Guardandoti attorno, come vedi la situazione politica e sociale rispetto alla condizione femminile?
Nel 1946, le 21 donne elette nell’Assemblea Costituente lottarono, spinte dal sostegno e dall’azione politica dell’Unione Donne Italiane, perché fosse riconosciuta “la parità giuridica con gli uomini in ogni campo, il riconoscimento del diritto al lavoro e accesso a tutte le scuole, professioni, carriere; il diritto a un'adeguata protezione che permetta alla donna di adempiere ai suoi compiti di madre; uguale valutazione, trattamento e compenso degli uomini per uguale lavoro, rendimento, responsabilità”. Ci fu un conflitto acceso sul definire il diritto delle donne ad avere un ruolo in tutti gli ambiti professionali, in particolare il confronto fu molto teso in riferimento al ruolo di magistrato. Si deve a queste 21 donne l’aver impedito che la Costituzione potesse giustificare deroghe all’uguaglianza e che fosse espressamente, e neanche implicitamente, interdetto alle donne il mestiere di amministrare la giustizia. Nonostante ciò è stato necessario attendere il 1965 per vedere il primo concorso per la magistratura non espressamente dedicato ai soli uomini.

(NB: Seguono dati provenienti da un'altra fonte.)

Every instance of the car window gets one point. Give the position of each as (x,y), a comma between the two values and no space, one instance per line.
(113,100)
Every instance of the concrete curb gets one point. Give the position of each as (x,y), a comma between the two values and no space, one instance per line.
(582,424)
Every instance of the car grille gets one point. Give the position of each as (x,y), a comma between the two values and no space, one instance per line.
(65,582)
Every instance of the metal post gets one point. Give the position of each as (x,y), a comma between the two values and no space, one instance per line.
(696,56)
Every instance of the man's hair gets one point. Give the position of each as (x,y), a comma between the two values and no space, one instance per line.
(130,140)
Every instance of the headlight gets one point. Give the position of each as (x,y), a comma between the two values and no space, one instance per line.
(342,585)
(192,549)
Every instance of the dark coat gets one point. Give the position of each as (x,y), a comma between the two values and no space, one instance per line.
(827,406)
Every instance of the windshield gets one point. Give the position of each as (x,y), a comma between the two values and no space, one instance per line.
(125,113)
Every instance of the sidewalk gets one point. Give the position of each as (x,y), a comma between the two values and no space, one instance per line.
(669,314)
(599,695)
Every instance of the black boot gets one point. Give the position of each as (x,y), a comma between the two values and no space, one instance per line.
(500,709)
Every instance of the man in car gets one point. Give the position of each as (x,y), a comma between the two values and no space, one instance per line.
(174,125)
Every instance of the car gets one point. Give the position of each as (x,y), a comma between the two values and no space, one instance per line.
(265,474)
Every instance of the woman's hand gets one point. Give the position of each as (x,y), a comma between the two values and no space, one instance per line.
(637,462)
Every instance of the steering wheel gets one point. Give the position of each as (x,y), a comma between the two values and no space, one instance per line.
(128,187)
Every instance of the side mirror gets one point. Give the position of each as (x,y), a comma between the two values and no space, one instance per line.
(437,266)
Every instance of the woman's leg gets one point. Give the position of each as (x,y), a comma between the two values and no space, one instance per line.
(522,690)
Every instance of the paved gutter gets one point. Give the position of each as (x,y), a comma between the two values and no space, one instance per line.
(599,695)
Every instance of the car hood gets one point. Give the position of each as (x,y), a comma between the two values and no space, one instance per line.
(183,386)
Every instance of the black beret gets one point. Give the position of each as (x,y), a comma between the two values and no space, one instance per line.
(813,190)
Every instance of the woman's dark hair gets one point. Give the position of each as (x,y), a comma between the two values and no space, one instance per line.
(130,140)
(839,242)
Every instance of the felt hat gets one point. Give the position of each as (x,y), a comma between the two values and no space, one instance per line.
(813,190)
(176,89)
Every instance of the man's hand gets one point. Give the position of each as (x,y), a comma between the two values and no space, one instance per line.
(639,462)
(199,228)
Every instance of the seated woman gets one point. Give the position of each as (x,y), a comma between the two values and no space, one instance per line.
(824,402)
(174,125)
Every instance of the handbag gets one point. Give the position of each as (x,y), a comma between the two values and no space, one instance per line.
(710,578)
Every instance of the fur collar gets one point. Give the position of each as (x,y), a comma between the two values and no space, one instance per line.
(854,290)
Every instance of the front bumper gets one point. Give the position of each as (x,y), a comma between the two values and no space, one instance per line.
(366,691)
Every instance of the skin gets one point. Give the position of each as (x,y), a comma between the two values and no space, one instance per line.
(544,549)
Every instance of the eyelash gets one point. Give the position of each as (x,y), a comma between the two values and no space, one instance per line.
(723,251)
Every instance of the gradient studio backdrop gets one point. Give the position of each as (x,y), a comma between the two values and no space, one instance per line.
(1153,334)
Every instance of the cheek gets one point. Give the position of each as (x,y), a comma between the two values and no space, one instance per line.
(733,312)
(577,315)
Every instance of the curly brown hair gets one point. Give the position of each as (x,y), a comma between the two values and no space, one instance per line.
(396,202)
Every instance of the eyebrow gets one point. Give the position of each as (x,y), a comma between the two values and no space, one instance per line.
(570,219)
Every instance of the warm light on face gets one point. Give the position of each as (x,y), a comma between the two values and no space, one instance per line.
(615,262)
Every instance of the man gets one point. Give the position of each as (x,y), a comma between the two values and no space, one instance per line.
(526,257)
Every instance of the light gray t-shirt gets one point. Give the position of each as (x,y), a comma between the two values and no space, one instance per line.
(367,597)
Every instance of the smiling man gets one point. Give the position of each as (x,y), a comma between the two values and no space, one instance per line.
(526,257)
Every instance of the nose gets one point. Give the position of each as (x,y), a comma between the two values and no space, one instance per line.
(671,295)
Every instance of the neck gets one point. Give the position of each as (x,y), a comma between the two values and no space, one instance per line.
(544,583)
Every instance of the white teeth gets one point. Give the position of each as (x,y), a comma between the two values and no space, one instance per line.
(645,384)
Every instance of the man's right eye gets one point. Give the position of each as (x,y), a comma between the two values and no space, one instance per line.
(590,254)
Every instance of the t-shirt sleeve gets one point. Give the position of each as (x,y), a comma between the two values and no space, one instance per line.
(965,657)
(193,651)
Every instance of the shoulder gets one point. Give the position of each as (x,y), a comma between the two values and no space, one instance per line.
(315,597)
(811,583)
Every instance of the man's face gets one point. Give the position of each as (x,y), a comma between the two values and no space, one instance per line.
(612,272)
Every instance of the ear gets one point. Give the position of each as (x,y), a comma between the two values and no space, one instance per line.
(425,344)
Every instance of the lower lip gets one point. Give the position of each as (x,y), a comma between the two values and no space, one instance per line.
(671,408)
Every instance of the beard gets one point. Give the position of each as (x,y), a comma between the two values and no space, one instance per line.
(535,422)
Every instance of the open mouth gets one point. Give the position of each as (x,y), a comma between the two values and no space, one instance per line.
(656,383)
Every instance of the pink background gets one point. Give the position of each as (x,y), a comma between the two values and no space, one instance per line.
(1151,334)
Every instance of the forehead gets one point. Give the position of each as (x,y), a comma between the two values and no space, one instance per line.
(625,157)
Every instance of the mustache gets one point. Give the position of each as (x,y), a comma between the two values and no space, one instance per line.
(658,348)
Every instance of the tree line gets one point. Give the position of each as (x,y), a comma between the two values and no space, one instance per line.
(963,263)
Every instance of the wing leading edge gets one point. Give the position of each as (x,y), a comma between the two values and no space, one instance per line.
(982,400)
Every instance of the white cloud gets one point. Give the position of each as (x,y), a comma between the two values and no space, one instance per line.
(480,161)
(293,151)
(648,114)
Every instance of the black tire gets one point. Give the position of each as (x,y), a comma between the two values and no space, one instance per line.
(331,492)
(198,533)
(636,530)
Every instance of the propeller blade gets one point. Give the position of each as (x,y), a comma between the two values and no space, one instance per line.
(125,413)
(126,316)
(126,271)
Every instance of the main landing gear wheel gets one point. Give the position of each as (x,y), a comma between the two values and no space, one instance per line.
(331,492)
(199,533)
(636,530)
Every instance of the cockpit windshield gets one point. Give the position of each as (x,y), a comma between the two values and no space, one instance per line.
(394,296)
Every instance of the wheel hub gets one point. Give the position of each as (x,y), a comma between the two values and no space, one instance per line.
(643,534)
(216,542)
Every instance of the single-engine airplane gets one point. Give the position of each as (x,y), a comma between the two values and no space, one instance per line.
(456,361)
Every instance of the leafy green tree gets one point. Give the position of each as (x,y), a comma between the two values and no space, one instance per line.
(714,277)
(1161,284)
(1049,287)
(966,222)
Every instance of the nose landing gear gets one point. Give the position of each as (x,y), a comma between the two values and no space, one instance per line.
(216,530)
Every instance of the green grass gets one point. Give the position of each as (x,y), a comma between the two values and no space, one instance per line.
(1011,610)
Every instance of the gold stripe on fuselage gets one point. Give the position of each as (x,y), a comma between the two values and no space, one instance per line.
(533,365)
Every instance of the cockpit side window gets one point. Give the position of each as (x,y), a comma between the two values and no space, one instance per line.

Oggi molte di quelle battaglie, che sono continuate per tutta la Prima Repubblica, sono a rischio. Penso al pensiero violento, maschilista e retrogrado che permea il Ddl Pillon. Questo provvedimento non è altro che il frutto acerbo di un pensiero rimasto latente per decenni, discriminatorio e pericoloso. Penso anche alla recente sentenza della Corte d’Appello di Bologna, che ha dimezzato la pena nei confronti di uomo che, in preda a quella che è stata definita “una soverchiante tempesta emotiva e passionale” adducendola ad attenuante, ha ucciso la sua compagna strangolandola a mani nude. Si legittima il ritorno al delitto passionale, insomma.
L’involuzione non è più dietro l’angolo. Ce l'abbiamo di fronte.